India will remain a bright spot amidst the global gloom in smartphone sales, according to a report by Gartner. The country will see double digit growth at 29.5 percent in 2016, while sales worldwide may witness a seven percent upside.
At this rate, the country is expected to sell 139 million smartphones in 2016, while the world buys 1.5 billion of them, said the report. It highlighted growth potential to be lurking only in Indian and Chinese market going ahead.
Highlighting India's potential for smartphone sales, the report noted that the country sold 167 million feature phones (ordinary phones) in 2015, which was 61 percent of total mobile phones sold (including smartphones). India's smartphone penetration, on the other hand, remained below 30 percent of the total population.
Though smartphones are often considered pricey for middle-class Indian buyers, falling average selling prices (ASP) of low-end models is expected to spur sales, noted the Gartner report. Smartphones under Rs. 8,000 will continue to account for approximately 50 percent of the overall smartphone sales in the country in 2016.

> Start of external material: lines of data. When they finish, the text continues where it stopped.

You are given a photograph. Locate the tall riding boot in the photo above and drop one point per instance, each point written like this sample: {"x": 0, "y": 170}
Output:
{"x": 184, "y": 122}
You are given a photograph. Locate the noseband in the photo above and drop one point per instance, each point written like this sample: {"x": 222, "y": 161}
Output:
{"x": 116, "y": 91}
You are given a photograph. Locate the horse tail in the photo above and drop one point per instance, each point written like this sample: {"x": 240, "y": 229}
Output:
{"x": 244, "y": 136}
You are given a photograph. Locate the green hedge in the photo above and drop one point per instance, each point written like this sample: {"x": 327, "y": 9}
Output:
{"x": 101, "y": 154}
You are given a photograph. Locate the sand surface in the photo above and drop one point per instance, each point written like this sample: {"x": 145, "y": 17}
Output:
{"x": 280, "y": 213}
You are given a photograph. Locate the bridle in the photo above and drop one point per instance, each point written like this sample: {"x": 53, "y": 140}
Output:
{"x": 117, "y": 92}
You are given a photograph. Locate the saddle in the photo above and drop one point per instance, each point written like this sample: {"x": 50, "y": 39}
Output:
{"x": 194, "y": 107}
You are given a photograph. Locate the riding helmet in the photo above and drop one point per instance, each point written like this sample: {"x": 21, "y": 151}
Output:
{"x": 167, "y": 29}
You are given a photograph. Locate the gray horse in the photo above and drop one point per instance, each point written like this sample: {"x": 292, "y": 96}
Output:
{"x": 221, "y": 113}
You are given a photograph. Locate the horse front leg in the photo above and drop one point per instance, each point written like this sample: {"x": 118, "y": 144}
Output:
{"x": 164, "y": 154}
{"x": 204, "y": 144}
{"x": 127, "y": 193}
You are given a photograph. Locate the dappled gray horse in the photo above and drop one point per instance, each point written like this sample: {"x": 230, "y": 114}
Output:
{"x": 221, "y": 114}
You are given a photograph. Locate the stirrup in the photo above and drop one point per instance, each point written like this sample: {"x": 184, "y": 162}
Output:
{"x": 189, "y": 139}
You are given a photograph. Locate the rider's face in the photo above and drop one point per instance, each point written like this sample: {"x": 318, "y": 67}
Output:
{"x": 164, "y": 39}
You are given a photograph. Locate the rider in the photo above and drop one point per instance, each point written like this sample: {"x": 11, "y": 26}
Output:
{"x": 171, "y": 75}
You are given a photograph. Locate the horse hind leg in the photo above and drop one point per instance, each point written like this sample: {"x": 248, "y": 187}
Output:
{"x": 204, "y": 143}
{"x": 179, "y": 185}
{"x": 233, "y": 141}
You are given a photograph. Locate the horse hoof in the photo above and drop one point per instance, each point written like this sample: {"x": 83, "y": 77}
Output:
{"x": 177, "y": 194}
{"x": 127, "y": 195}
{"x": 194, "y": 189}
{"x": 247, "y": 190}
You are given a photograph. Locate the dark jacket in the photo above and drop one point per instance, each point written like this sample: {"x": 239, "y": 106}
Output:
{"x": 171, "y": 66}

The research firm stated that in most developed countries the smartphone penetration has reached 90 percent -- almost a saturation level. It added the consumers in these countries will also slow down their smartphone replacement cycle given that most people own premium segment phones. "In the mature markets, premium phone users are extending life cycles to 2.5 years, which is not going to change drastically over the next five years," said Robert Cozza, research director at Gartner.
She noted that this consumer behaviour in the West is partly because the communication service providers (CSP) in those places have stopped their subsidised offering of free phone every two years, and importantly, technological advancements have now become incremental rather than exponential like earlier prompting a change in handsets.
In China, though smartphone sales remained flat in 2015 versus 2014, the country's massive production of smartphones and consequent cost advantage will allow users to keep trying newer variants, said the report.